In this study, two-dimensional electrophoresis(2-DE) combined with mass spectrometry(MALDI-TOF MS/MS) were conducted to examine flounder proteins altered in expression at 12 h post Edwardsiella tarda infection. Twenty differentially expressed proteins from spleen of flounder were identified, and one of the upreguleted protein ferritin was deep researched.Ferritin is an evolutionarily conserved protein that plays a vital role in maintaining iron homeostasis. In this study, we identified a ferritin M(PoFerM) from Japanese flounder(Paralichthys olivaceus) and analyzed its biological property. PoFerM is composed of 176 amino acid residues and contains the conserved ferroxidase site and the ferrihydrite nucleation center typical of M ferritins.Expression of PoFerM occurred in multiple tissues and was most abundant in blood.
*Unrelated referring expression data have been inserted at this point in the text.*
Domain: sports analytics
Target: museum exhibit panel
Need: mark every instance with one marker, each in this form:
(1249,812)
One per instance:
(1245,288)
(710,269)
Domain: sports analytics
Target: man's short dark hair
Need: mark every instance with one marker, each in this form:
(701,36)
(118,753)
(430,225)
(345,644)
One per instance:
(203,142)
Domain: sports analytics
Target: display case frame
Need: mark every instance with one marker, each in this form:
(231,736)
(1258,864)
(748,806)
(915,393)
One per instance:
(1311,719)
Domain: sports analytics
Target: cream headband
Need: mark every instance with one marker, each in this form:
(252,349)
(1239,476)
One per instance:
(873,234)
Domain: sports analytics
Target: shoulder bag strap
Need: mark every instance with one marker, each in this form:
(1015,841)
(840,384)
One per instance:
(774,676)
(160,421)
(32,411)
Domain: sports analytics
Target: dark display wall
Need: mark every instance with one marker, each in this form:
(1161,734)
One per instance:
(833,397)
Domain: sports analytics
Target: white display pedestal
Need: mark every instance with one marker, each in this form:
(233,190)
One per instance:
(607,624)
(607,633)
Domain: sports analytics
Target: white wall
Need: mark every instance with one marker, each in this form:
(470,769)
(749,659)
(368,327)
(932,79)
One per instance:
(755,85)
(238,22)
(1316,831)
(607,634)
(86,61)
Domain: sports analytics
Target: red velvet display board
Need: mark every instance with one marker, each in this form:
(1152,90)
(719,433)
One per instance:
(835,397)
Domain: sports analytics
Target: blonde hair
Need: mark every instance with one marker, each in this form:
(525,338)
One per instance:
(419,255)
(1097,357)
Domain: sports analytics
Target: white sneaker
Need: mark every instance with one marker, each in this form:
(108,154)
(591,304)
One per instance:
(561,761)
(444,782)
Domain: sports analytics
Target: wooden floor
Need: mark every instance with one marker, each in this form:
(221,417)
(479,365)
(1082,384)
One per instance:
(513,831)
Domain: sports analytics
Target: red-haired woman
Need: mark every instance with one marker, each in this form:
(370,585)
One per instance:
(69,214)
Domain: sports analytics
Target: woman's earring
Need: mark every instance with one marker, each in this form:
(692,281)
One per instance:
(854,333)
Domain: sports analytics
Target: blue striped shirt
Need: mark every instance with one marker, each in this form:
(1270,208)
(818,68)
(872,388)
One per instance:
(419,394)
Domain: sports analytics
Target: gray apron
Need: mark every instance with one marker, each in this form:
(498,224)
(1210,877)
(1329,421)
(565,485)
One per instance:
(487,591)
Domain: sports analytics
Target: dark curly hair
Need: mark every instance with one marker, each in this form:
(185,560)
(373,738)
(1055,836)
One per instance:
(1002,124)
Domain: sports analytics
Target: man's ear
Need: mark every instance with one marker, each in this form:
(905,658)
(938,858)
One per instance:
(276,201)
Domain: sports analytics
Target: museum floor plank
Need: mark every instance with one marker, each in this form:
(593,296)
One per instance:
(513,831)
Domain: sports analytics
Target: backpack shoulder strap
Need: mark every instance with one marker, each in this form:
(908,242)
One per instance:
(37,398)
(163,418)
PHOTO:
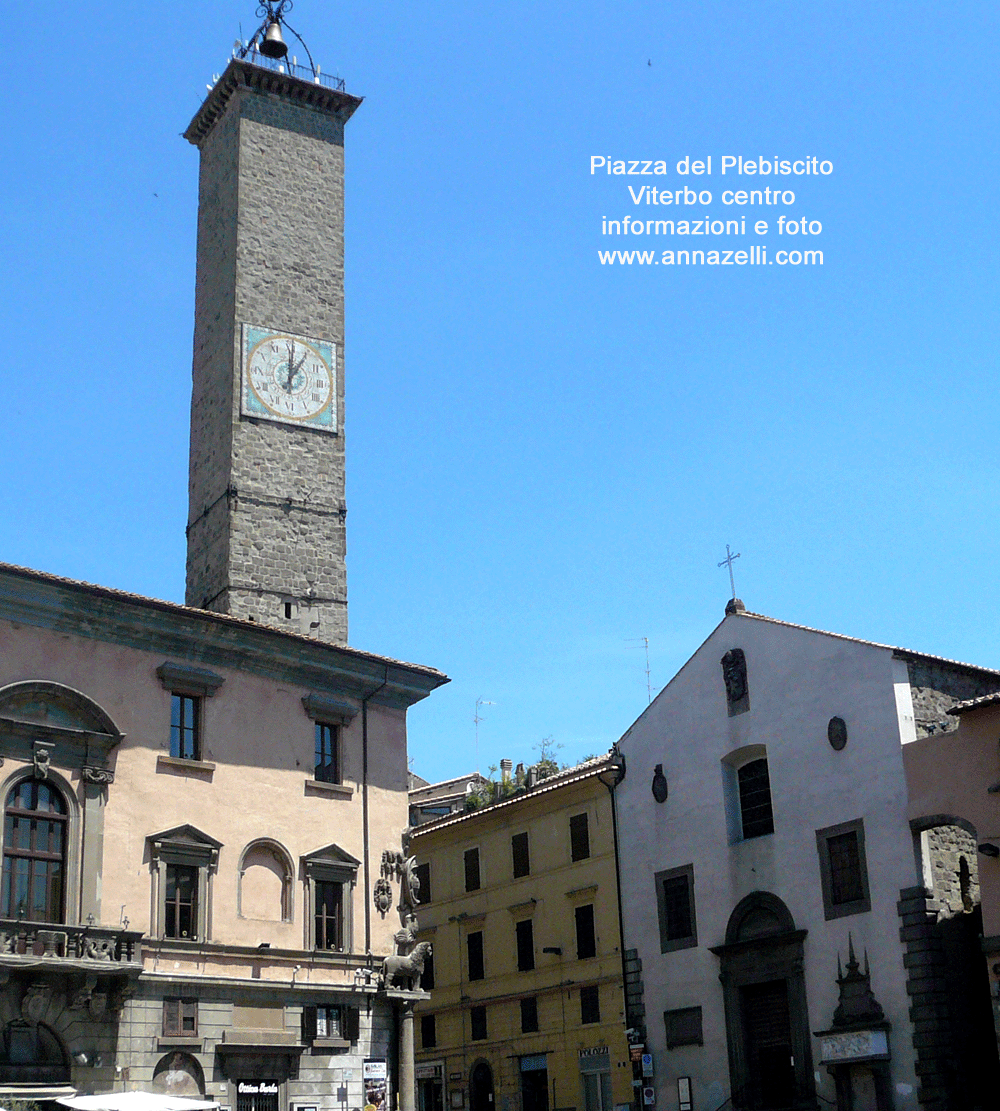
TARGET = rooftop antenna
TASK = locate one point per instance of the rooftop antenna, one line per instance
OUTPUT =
(728, 562)
(643, 642)
(268, 39)
(477, 718)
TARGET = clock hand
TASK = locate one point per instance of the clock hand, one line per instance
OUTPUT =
(291, 371)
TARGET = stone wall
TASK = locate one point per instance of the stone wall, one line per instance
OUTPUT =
(936, 687)
(267, 520)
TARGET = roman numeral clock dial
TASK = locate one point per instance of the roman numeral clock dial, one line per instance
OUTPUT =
(289, 378)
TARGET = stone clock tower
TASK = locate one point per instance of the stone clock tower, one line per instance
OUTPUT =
(267, 516)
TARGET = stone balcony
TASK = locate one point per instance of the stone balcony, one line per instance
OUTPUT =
(95, 949)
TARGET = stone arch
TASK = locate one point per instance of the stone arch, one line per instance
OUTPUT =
(947, 847)
(71, 859)
(179, 1074)
(757, 916)
(767, 1017)
(481, 1087)
(32, 1053)
(41, 702)
(266, 882)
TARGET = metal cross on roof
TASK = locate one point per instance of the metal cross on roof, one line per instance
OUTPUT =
(728, 562)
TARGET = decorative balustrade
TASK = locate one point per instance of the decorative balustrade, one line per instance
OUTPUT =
(47, 941)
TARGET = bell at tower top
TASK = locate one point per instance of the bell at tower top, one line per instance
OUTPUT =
(263, 63)
(267, 533)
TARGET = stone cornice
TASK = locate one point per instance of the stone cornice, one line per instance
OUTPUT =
(213, 640)
(242, 74)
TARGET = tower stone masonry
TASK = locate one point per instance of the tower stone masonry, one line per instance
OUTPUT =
(267, 538)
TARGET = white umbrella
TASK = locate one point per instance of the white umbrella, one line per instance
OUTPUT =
(136, 1101)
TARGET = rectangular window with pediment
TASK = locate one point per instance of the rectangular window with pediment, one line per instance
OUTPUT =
(185, 861)
(330, 878)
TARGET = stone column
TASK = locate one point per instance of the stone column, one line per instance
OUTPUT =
(407, 1070)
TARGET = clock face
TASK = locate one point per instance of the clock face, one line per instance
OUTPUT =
(289, 378)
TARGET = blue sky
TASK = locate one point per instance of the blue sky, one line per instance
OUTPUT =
(546, 456)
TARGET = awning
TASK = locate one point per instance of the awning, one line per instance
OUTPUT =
(136, 1101)
(36, 1091)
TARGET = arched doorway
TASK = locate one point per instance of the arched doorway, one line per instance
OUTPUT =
(767, 1020)
(481, 1088)
(31, 1053)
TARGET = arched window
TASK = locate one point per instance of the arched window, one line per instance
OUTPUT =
(266, 882)
(35, 841)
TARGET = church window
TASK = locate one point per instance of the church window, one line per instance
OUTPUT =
(676, 908)
(843, 870)
(590, 1004)
(328, 752)
(586, 936)
(473, 947)
(526, 946)
(756, 799)
(35, 843)
(519, 854)
(472, 878)
(579, 838)
(683, 1027)
(186, 727)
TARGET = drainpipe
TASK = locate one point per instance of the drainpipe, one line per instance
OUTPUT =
(618, 770)
(365, 702)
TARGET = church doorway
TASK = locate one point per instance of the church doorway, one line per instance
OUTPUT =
(481, 1088)
(767, 1037)
(767, 1020)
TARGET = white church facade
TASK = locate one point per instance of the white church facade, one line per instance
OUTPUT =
(792, 928)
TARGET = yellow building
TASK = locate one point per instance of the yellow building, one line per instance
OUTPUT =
(519, 901)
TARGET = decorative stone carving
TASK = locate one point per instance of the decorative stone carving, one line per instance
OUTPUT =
(99, 949)
(82, 994)
(101, 776)
(41, 756)
(406, 971)
(735, 677)
(858, 1006)
(382, 896)
(36, 1002)
(837, 733)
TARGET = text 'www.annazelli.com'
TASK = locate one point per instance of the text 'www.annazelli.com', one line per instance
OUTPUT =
(753, 256)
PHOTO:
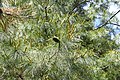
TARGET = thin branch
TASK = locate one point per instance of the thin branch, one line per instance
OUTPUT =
(108, 20)
(115, 24)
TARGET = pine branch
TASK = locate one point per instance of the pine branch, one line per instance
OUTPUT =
(105, 23)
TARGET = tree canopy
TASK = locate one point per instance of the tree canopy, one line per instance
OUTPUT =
(58, 40)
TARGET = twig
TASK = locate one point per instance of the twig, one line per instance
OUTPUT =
(114, 24)
(108, 20)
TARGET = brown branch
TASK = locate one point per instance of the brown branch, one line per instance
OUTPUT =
(108, 20)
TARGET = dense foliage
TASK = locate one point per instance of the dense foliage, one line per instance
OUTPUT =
(58, 40)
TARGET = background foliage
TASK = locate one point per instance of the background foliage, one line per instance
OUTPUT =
(86, 52)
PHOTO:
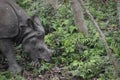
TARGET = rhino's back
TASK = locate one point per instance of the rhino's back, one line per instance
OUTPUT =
(11, 17)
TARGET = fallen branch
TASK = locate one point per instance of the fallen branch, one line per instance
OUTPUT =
(102, 37)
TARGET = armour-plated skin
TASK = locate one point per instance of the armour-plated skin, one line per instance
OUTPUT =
(17, 27)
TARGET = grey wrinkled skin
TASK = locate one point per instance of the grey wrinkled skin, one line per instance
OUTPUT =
(17, 27)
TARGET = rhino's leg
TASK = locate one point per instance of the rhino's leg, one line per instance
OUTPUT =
(8, 50)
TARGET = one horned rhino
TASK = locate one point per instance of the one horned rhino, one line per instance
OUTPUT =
(17, 27)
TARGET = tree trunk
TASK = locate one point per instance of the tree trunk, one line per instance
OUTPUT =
(78, 17)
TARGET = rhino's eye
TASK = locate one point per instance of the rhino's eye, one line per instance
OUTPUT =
(40, 49)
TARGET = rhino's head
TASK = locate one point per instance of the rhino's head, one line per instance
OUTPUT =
(33, 42)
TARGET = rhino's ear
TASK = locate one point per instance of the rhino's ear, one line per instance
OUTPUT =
(37, 24)
(36, 20)
(30, 23)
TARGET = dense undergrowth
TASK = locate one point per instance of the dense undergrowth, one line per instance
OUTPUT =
(83, 57)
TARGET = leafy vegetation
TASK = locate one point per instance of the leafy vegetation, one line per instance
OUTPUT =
(79, 56)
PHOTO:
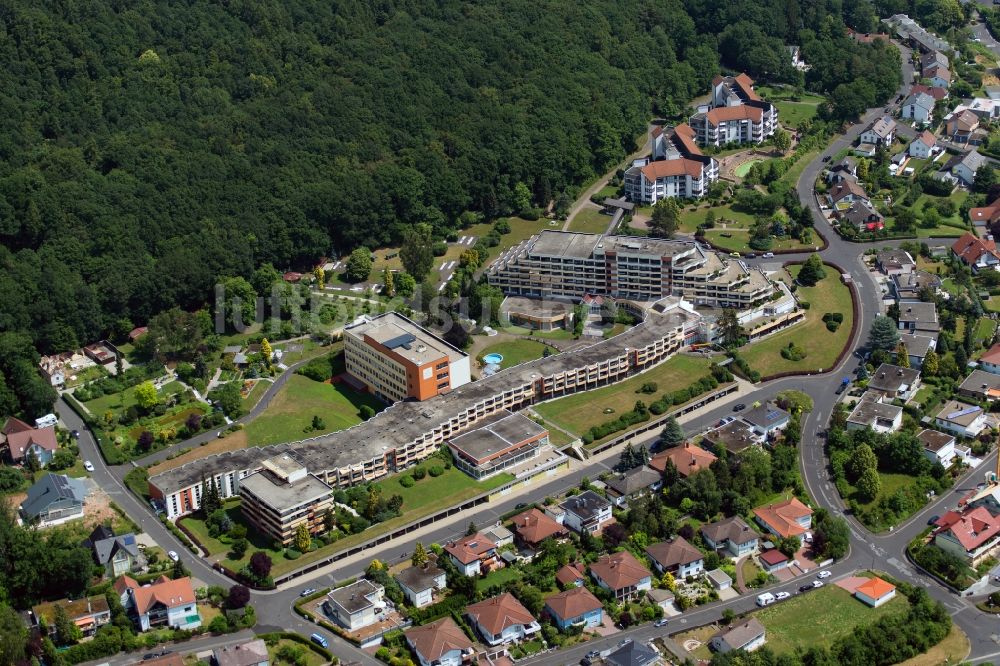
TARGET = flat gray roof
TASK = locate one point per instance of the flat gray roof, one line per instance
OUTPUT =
(283, 496)
(404, 422)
Bacterial infection upregulated PoFerM expression in head kidney, spleen, and liver in a time-dependent manner. Recombinant PoFerM(rPoFerM) purified from Escherichia coli exhibited iron-chelating activity and inhibited bacterial growth, whereas rPoFerMM, the mutant protein that bears alanine substitution at two conserved residues of the ferroxidase center and the ferrihydrite nucleation center, failed to do so.Oxidative protection analysis showed that rPoFerM, but not rPoFerMM, was able to alleviate the deleterious effect caused by hydroxyl radicals through Fenton-type reactions on plasmid DNA and primary flounder cells. Furthermore, E. coli expressing rPoFerM, but not rPoFerMM, exhibited significantly increased survival capacity upon H2O2 exposure. Together these results indicate that PoFerM is an iron chelator with antimicrobial and antioxidative properties, all which depend on the conserved ferroxidase center and the ferrihydrite nucleation site.